It seems half the designers currently working in menswear are experimenting with proportions they're calling "couture." They mean the exaggerated roundness and cocooning volumes pioneered by Cristóbal Balenciaga half a century ago. Roundness in clothing is basically in the public domain, but it's hard not to feel the house Balenciaga built has some claim on its own creation. It, too, showed voluminous, egg-shaped menswear for Spring 2013, citing house codes as always, but mentioning postwar Japan as well, at the nexus of East and West. The guiding spirit is Ryuichi Sakamoto, the avant-garde Japanese composer who has, at times, stood literally at the intersection of the two. (He costarred in Merry Christmas Mr. Lawrence with a middle-period David Bowie.)
The collection is Japanese in key fabrics (like a textured cotton/silk seersucker) and Japanese in key shapes (as in the robe-like oversize kimono coats).
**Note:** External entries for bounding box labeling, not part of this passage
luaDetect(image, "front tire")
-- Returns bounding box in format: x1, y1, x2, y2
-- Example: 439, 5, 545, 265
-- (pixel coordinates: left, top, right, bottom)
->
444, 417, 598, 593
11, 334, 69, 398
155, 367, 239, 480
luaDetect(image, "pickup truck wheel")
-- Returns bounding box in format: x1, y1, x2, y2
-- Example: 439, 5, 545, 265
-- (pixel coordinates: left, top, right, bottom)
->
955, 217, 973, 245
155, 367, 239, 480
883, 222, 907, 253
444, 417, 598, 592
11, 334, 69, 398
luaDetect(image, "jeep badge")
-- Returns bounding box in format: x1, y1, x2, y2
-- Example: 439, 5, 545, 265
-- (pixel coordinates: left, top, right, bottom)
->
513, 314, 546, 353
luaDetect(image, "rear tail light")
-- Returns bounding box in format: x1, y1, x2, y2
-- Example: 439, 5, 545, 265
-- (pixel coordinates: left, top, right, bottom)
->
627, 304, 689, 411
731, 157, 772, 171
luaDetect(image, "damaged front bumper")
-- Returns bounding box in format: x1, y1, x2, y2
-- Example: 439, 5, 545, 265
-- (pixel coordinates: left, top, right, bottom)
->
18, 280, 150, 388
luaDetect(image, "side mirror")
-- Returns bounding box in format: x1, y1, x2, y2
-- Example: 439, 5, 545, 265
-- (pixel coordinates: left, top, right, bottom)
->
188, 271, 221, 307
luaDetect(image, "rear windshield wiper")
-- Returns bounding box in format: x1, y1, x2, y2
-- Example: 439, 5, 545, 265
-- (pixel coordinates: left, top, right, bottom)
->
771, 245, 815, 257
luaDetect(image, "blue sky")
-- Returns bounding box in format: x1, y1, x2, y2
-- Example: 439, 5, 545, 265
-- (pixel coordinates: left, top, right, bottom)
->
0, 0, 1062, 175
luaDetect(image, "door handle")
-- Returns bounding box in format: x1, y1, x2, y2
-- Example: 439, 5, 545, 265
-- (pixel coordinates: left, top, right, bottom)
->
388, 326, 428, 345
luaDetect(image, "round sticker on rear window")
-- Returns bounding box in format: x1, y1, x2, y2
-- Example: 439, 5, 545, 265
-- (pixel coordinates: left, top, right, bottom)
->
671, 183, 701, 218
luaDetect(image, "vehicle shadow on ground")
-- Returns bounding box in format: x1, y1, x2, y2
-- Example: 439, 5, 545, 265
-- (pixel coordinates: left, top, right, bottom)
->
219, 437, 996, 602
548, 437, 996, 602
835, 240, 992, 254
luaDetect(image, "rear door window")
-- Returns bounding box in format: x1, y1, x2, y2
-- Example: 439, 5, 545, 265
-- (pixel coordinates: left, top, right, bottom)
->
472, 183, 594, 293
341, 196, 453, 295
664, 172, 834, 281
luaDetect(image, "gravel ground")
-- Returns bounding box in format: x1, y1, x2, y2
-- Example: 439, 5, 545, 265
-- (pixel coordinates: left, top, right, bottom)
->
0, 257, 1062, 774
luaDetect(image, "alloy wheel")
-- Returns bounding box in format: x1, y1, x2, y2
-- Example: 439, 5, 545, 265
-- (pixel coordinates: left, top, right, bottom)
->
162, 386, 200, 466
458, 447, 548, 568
It's also, thanks to exaggerated proportions, like those of an extra-long, single-button suit jacket, the house's most challenging menswear proposition in several seasons. Contrasting the larger volumes is a new austerity. Here the new-classic leather jackets brought back season after season get their sparest treatment yet: all clean lines and no lapels, just a banded detail that looks like nothing so much as a car grille.
A pixelated floral cried loudest for attention among the prints, but it was actually two others—a moiré, borrowed from the archive, on silk taffeta, and a kind of electric stripe—that hit on the heart of things. They fairly vibrated. Push and pull. You couldn't ask for a better capsule description of the collection.